#1 Practice Daily Meditation or Prayer
Even just 10 minutes of this in the morning before you get the kids up or sit through traffic can have tremendous effects on your overall stress level. The quiet time not focusing on your never ending list of to-dos refocuses your mind and trains your brain to enter a calmer state. Specifically meditation affects the lateral prefrontal cortex and the medial prefrontal cortex, when your brain meditates it helps you look at things more rationally, logical, and have a balanced perspective. Daily practice ensures your brain sticks with its new found ways of thinking rather then reverting to its old ways. Secondly, prayer acts in a similar way. Giving your worries and concerns over to a higher being and trusting they will care for those stressors allows you to release them and not carry them with you throughout the day. Depending on how you pray, many of the meditation benefits will crossover into the prayer benefits as well. Practice these daily and watch your concerns become less and less…of a concern.
#2 Take Stretching Breaks
This is a really simple trick, it’ll drastically help your day move along better too. Block your work into 90-120 minute working sessions and set alarms in your phone or calendar for 10-15 minute breaks, you should be eating every 2 hours so it’s a great time for a snack and water refill, but its also going to be your new stretching time. Find 1-2 stretching routines you can do during these breaks for your entire body (or print the suggested ones below) and watch how your body responds.
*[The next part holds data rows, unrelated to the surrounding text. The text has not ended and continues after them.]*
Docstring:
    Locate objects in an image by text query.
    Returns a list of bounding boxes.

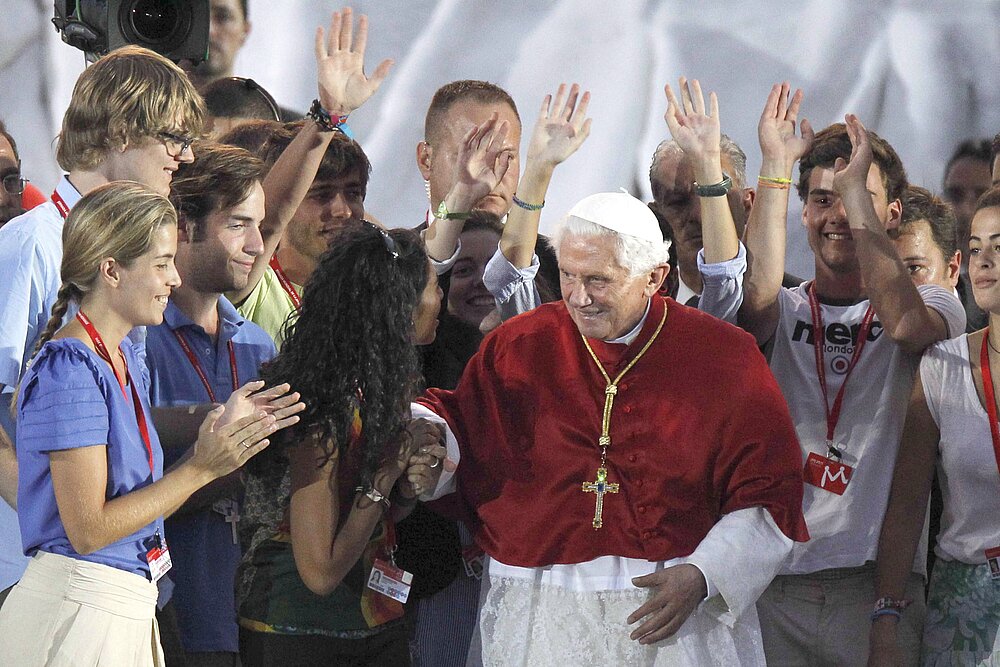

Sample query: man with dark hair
[187,0,302,121]
[0,121,25,227]
[942,139,993,250]
[202,76,281,139]
[889,185,961,290]
[692,84,965,665]
[230,120,371,347]
[942,139,992,332]
[649,134,754,307]
[228,9,392,348]
[188,0,253,90]
[146,143,286,665]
This is going to get the blood flowing to help you concentrate better once you go back into your next 90 minute session, its also going to help your muscles to relax and relieve some of those aches, pains, and soreness. Once it boosts your energy you’ll be thanking me for how much more productive you are during the day (in turn also relieving more stress) and the relaxation benefits will make this a no brainer to keep in your daily routine.
#3 Digitally Disconnect
Having your phone ping you every few seconds or minutes is enough to drive anyone insane. I hereby give you permission to NOT respond ASAP or check every time someone messages, texts, emails, or writes on your wall. Turn the phone off during your focused 90 minute sessions and only check during those 15 minute breaks after your stretching is done. Most importantly, in the evenings during family time or before bed with your spouse…keep the phone checking to a minimum. You have built in stress relief by enjoying your family time, don’t ruin it with the constant pinging and feeling like you need to respond right at that moment.
#4 Do Those Things You Love
There should be time build into your schedule to be engaging in things you love beyond your work, family, exercise, and other obligations. Maybe it’s the weekly painting class you always wanted to take or the workout classes that make you feel amazing, but finding time for yourself to do the things that reenergize and rejuvenate you are one of the best methods of stress relief.